Chronique

Claude Tchamitchian Trio

Naïri

Claude Tchamitchian (cb), Catherine Delaunay (cl), Pierrick Hardy (g)

Label / Distribution : Emouvance

Claude Tchamitchian propose un trio qui s’inscrit dans la grande tradition française d’une musique chambriste issue du jazz. Privilégiant la belle écriture, valorisant l’acoustique des instruments et la circulation des idées et des sons, il livre quatre suites qui s’écoutent d’un seul tenant.
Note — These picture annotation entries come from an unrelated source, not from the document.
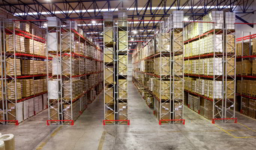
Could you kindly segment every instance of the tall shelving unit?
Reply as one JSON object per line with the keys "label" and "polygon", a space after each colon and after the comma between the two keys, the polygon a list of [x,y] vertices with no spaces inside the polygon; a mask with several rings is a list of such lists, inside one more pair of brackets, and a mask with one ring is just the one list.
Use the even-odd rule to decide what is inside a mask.
{"label": "tall shelving unit", "polygon": [[[128,120],[128,27],[127,21],[117,21],[117,110],[118,120]],[[117,123],[127,124],[127,122]]]}
{"label": "tall shelving unit", "polygon": [[[101,60],[102,52],[86,37],[71,28],[74,26],[71,24],[74,22],[55,19],[53,24],[53,20],[50,20],[50,22],[48,20],[47,22],[47,37],[50,42],[47,42],[47,54],[55,56],[52,63],[47,61],[47,69],[53,70],[52,75],[49,75],[47,70],[47,80],[48,88],[51,86],[50,89],[53,88],[56,92],[53,93],[48,91],[49,120],[53,120],[50,123],[51,124],[70,124],[71,120],[75,121],[81,114],[87,104],[91,103],[95,99],[96,95],[93,92],[96,90],[96,94],[98,94],[101,91],[103,71],[100,68],[98,69],[100,70],[96,71],[96,64],[99,63],[100,66],[103,62]],[[86,52],[85,55],[75,53],[75,42],[79,44],[83,43],[86,48],[89,48],[87,51],[95,53],[94,55],[89,56]],[[78,51],[80,51],[80,48],[78,49]],[[75,63],[75,58],[78,59],[77,64]],[[91,61],[89,66],[87,66],[85,63],[84,68],[81,68],[83,67],[81,65],[81,61],[86,60],[86,59]],[[95,65],[93,66],[90,66],[93,64]],[[75,67],[79,68],[76,74]],[[82,71],[83,70],[84,71]],[[99,78],[99,81],[97,82],[95,82],[96,78]],[[76,83],[77,80],[83,80],[84,82],[80,81],[80,82]],[[77,87],[80,88],[77,90]],[[78,107],[80,114],[77,113]],[[71,109],[70,112],[66,111],[69,109]],[[75,110],[73,110],[74,109]],[[56,120],[61,121],[54,121]],[[63,120],[68,121],[62,121]]]}
{"label": "tall shelving unit", "polygon": [[[103,22],[104,28],[104,120],[116,120],[117,110],[116,84],[117,65],[114,21]],[[115,121],[106,121],[106,124],[116,124]]]}
{"label": "tall shelving unit", "polygon": [[[19,21],[26,21],[21,20]],[[19,63],[21,64],[20,61],[22,60],[32,60],[34,62],[35,61],[44,61],[46,58],[45,55],[38,55],[36,53],[36,51],[34,49],[35,45],[34,41],[36,41],[41,43],[44,44],[46,40],[39,36],[36,36],[34,34],[34,30],[31,29],[30,33],[22,31],[20,29],[19,27],[16,27],[15,20],[8,20],[7,21],[0,21],[0,48],[2,52],[1,54],[1,100],[0,102],[2,105],[0,108],[3,111],[3,120],[17,120],[18,122],[20,123],[26,119],[23,118],[23,102],[25,100],[28,99],[35,101],[35,98],[36,96],[41,95],[46,93],[44,91],[43,88],[42,92],[35,94],[35,88],[34,87],[34,81],[35,77],[36,79],[42,78],[46,76],[46,75],[44,74],[38,74],[34,72],[34,66],[33,65],[33,73],[28,74],[23,74],[21,71],[21,65],[19,67],[20,70],[17,70],[17,64]],[[12,24],[13,28],[8,28],[7,25]],[[6,35],[8,35],[7,36]],[[33,52],[29,52],[29,54],[26,54],[25,52],[21,52],[20,45],[18,45],[17,43],[20,43],[20,41],[17,41],[17,43],[16,36],[20,36],[25,39],[30,39],[32,40],[32,46]],[[8,48],[7,47],[8,46]],[[17,47],[20,47],[20,51],[17,51]],[[51,58],[49,58],[51,60]],[[17,59],[18,60],[17,60]],[[18,62],[18,61],[19,61]],[[8,66],[8,67],[7,67]],[[17,72],[21,72],[20,74],[17,74]],[[30,93],[29,96],[24,96],[22,95],[18,95],[17,93],[17,83],[18,80],[30,79],[33,81],[33,94]],[[43,85],[41,85],[43,86]],[[5,87],[5,88],[4,88]],[[30,87],[31,88],[31,87]],[[37,87],[36,87],[37,88]],[[37,89],[36,90],[38,91]],[[34,106],[33,106],[33,108]],[[14,112],[12,111],[12,109],[15,109]],[[36,112],[33,109],[32,113],[33,115],[35,115],[38,112]],[[30,115],[29,117],[31,117]],[[14,121],[7,122],[6,124],[15,124],[16,123]],[[5,124],[5,122],[0,122],[0,124]]]}

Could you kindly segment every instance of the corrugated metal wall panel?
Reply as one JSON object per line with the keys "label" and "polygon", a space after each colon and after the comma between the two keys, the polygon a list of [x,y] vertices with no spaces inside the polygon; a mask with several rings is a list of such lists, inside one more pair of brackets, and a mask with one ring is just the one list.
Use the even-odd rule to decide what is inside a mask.
{"label": "corrugated metal wall panel", "polygon": [[[242,12],[241,9],[239,7],[237,6],[234,12]],[[247,12],[253,11],[255,10],[256,10],[256,0],[254,0],[254,2],[248,8]],[[249,23],[256,23],[256,11],[254,12],[254,14],[250,14],[246,15],[244,14],[236,14],[236,15]],[[238,19],[236,20],[236,22],[243,23]],[[254,27],[253,28],[247,24],[237,24],[236,27],[236,38],[241,38],[242,36],[242,32],[244,32],[244,36],[248,35],[250,34],[249,33],[245,33],[245,32],[251,32],[251,34],[256,33],[256,25],[254,25]]]}

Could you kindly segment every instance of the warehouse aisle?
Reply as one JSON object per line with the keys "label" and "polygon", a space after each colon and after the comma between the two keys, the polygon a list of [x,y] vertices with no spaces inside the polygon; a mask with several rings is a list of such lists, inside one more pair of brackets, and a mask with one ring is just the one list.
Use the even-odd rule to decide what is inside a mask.
{"label": "warehouse aisle", "polygon": [[239,123],[213,124],[185,106],[185,125],[160,126],[131,82],[129,88],[130,126],[102,125],[102,92],[74,126],[46,126],[48,111],[44,111],[18,126],[0,126],[0,132],[15,135],[16,150],[249,150],[256,146],[256,138],[233,137],[256,136],[255,129],[243,126],[253,127],[256,121],[238,114]]}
Avec ce nouvel hommage (on songe au disque Traces) à l’Arménie dont il est originaire et à laquelle il reste irrémédiablement attaché, il ajoute une nouvelle pierre à une œuvre qui ne se revendique pas comme telle mais se construit au fur et à mesure.

Depuis longtemps maintenant, avec un goût tous azimuts pour des formes variées (du solo au grand ensemble), porteuses à chaque fois d’un sens supplémentaire, le bassiste a définitivement trouvé ce qui l’anime : une musique lyrique teintée d’une mélancolie avivée par le tempo et le rythme. Cette fois, dans cet orchestre minuscule qui fait écho à Poetic Power, autre trio plus direct chez qui, déjà, il jouait le titre « Katsounine » qu’on retrouve ici, il s’intéresse à l’équilibre que trouvent trois personnalités quand elles explorent des thèmes sensibles et d’une belle lisibilité.

Naïri est le premier nom d’une Arménie ancestrale et fantasmée, peuplée de tribus. Cette terre de légendes et de poésie est le lieu que Tchamitchian investit en lui donnant, tour à tour, des couleurs sereines et nostalgiques ou un caractère plus tragique. En cela, la clarinette de l’indispensable Catherine Delaunay est le chant qui s’élève, sobre et juste. Elle emporte l’auditeur dans des circonvolutions gracieuses en s’enroulant avec finesse dans la guitare claire de Pierrick Hardy. Tenant droit la barre du chemin à parcourir, par son sens de la mesure et la précision de son geste, il est l’élément de stabilité, complémentaire du caractère félin de la contrebasse.

Car le bon fonctionnement du trio vient de ce que chacun a su trouver sa place en s’appropriant les fonctions harmoniques et rythmiques avec retenue et un sens du partage qui rend l’ensemble coulant, à tout instant agréable à suivre. Du reste, quelques décrochages ouverts font souffler une spontanéité vive qui redynamise le propos et lui donne un supplément de richesse.